PRINT ISSN 2285-5718, CD-ROM ISSN 2285-5726, ISSN ONLINE 2286-0126, ISSN-L 2285-5718


Published in AgroLife Scientific Journal, Volume 4, Number 2
Written by Oana-Alina SICUIA, Iulian GROSU, Florica CONSTANTINESCU, Cătălina VOAIDEŞ, Călina Petruţa CORNEA

Plant health is one of the issues that have to be maintained and closely monitored during cultivation and harvest. In this regard, prevention is the key factor in organic production. Biological control of plant pathogens and plant growth stimulation can be done through beneficial microorganisms. Different bacterial bio-preparates are available on the market, many of them based on selected strains of Bacillus species. In our previous studies, we isolated autochthones strains of Bacillus spp. with beneficial traits for plant protection and growth promotion. Considering the interest for biological production, and public concern for healthy products without significantly reduced yield, different biological control strains of Bacillus spp. that could be used as bio-inoculants for plant protection were analyzed.
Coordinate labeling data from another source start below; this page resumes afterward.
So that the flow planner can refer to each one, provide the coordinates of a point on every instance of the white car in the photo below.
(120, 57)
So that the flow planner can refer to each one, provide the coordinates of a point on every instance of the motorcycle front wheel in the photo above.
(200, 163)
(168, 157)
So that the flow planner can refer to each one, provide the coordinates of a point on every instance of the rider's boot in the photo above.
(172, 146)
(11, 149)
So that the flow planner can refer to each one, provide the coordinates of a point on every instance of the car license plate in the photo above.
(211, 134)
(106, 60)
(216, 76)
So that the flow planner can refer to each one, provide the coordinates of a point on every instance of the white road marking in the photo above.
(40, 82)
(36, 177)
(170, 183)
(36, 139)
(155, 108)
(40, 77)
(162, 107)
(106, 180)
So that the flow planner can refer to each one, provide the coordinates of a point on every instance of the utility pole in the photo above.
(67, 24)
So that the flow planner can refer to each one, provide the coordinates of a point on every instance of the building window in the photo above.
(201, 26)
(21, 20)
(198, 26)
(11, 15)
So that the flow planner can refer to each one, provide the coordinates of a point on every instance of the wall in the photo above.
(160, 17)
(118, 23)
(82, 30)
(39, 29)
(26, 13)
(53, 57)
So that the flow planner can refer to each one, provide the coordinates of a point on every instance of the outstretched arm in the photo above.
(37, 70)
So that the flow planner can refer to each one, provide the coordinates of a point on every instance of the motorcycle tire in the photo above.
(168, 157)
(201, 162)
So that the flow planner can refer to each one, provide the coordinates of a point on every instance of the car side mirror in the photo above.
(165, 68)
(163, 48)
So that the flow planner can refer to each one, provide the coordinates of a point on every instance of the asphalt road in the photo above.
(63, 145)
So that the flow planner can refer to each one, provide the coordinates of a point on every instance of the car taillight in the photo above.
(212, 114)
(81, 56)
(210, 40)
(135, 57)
Thirteen biocontrol strains of Bacillus spp. were analyzed in comparison with three referent strains of B.subtilis and B.licheniformis. Qualitative and semi-quantitative analysis of these biocontrol Bacillus spp. strains was studied in order to characterize their enzymatic activity with implications either in cell wall degradation of plant pathogenic microorganisms, or in metabolism of various substrates. Genetic variability was studied by rep-PCR analysis compared with reference strains of B.subtilis and B.licheniformis. Microbiological studies performed in order to characterize the selected beneficial bacteria for their ability to produce lytic enzyme involved in plant pathogenic inhibition and plant growth stimulation revealed chitinase, cellulose, protease, lipase, amylase, decarboxylase, ACC-deaminase and phosphatase activity. The molecular techniques revealed significant genetic differences among the bacterial strains analyzed. The study allowed the detection of several enzymatic mechanisms involved in plant growth and protection, and revealed the potential of autochthon microbiota to be used for biotechnological purposes.